Talk about a room with a view.
At first the interior somewhat pales as the Kruger Park takes centre stage. As the eyes adjust to the surroundings and the passing parade of Giraffe and Elephant becomes commonplace, I can see the attention to detail in Lebombo’s interiors.
To say I fell in love with these surroundings is an understatement.
Cutting edge design in the heart of the African wilderness is a brilliant achievement. Aesthetically pleasing to the eye with the utmost level of comfort and heart-warming ambience is a brilliant combination. The colours are subtle; shades of grey, taupe and beige to allow the exterior to shine. There are no sharp contrasts as the architecture effortlessly blends with the interior design.
And every, I mean every creature comfort is there to enjoy.
Once my eyes settled I took note.
I love a good interior nearly as much as a fashion show and the African style has truly inspired me.
I see similarities with our French decor, a neutral palette to highlight the landscape outside. I have the creams and the beiges well in hand in Provence but I want to introduce some soft and stronger greys to compliment. Basket ware is used everywhere in the African interior; I’m going make those French baskets work harder.
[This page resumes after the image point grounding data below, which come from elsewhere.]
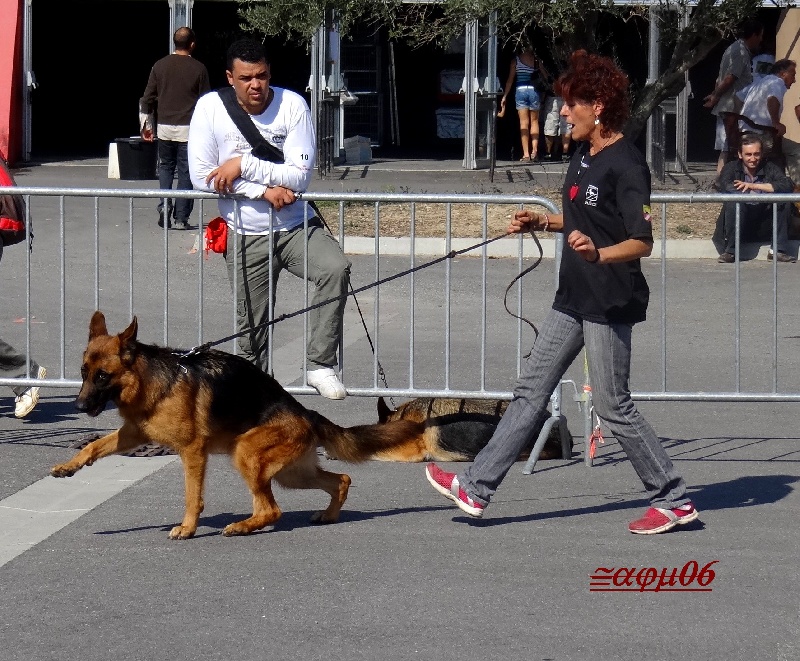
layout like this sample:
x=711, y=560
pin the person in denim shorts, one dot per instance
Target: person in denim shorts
x=524, y=77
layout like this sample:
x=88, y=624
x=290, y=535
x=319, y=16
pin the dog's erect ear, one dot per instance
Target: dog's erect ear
x=129, y=334
x=97, y=326
x=127, y=341
x=383, y=411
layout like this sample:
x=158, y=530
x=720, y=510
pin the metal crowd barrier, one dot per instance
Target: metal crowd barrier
x=74, y=226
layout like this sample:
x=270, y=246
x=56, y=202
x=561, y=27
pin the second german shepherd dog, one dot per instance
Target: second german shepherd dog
x=457, y=429
x=213, y=402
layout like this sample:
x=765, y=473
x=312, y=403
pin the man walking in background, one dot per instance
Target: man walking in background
x=175, y=83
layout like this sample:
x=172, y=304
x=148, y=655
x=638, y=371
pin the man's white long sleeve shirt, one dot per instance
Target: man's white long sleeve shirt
x=285, y=124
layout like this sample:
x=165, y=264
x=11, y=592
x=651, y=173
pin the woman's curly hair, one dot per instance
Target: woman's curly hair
x=592, y=78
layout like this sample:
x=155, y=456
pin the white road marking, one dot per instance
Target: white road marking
x=33, y=514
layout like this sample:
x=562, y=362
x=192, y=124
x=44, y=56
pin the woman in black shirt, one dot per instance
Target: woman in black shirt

I have resisted the temptation to ship a myriad of baskets home to Provence. How I have wanted to! The container sizes and shapes are so beautiful, not to mention the delicate weaves. I have had to be content with an armful of beaded bracelets; they are slowly creeping up my arm.
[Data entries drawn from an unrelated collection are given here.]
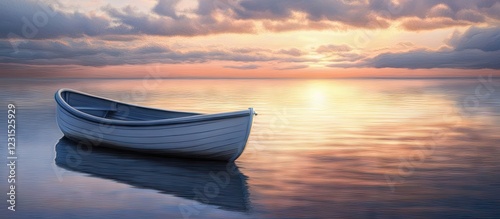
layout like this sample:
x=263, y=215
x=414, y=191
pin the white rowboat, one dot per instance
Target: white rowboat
x=95, y=121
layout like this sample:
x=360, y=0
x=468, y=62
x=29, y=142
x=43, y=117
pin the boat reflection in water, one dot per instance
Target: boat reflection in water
x=209, y=182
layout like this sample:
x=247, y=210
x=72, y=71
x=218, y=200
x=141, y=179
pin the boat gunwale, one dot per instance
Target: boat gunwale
x=61, y=102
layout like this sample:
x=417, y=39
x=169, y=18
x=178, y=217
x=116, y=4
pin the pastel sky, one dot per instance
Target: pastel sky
x=249, y=38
The vases dotted everywhere, filled with some wild flora are the prettiest. I can’t tell you what varieties of plant they were but again I resolve to do more of this style at home; to use a multitude of shapes and sizes when it comes to the floral and to try and make use of the wonderful foliage at my fingertips. Olive trees you are in for a haircut.
The pottery plates were another beautiful addition to the interiors.
Every dining experience, apart from being dangerously delicious, was served on exquisite pottery.
The sleeping quarters were built to resemble eagle nests. Having never slept in a nest I cannot tell you whether they were successful or not but I can say they were imaginative, supremely comfortable and stunning “nests”. I did feel as if we were perched high up overlooking the N’wanetsi River and the Kruger wilderness beyond.
This decor style to merge bathing and sleeping has been a trend I find difficult to work with but in this case the use of grey linen curtains and an over sized mosquito net made the room idyllic.
A retractable curtain separated dressing and bathing and the shower room was either open or closed to the elements depending on your sensibilities.
Wrapped in heavy duty net, the bed felt like a four-poster and cocooned us from the outside world. With a plethora of “nasties” waiting to get me, think Mozambican Spitting Cobras, Black Mambas and venomous scorpions, I was grateful.
This colour palette and interior style is obviously one that works because of its location. We can’t often sleep in an eagle’s nest and nor would we want to. What I do like to do is learn from my new surroundings and take inspiration from them. I am returning to Europe with a continued passion for southern Africa, the wildlife, flora and fauna and the interiors.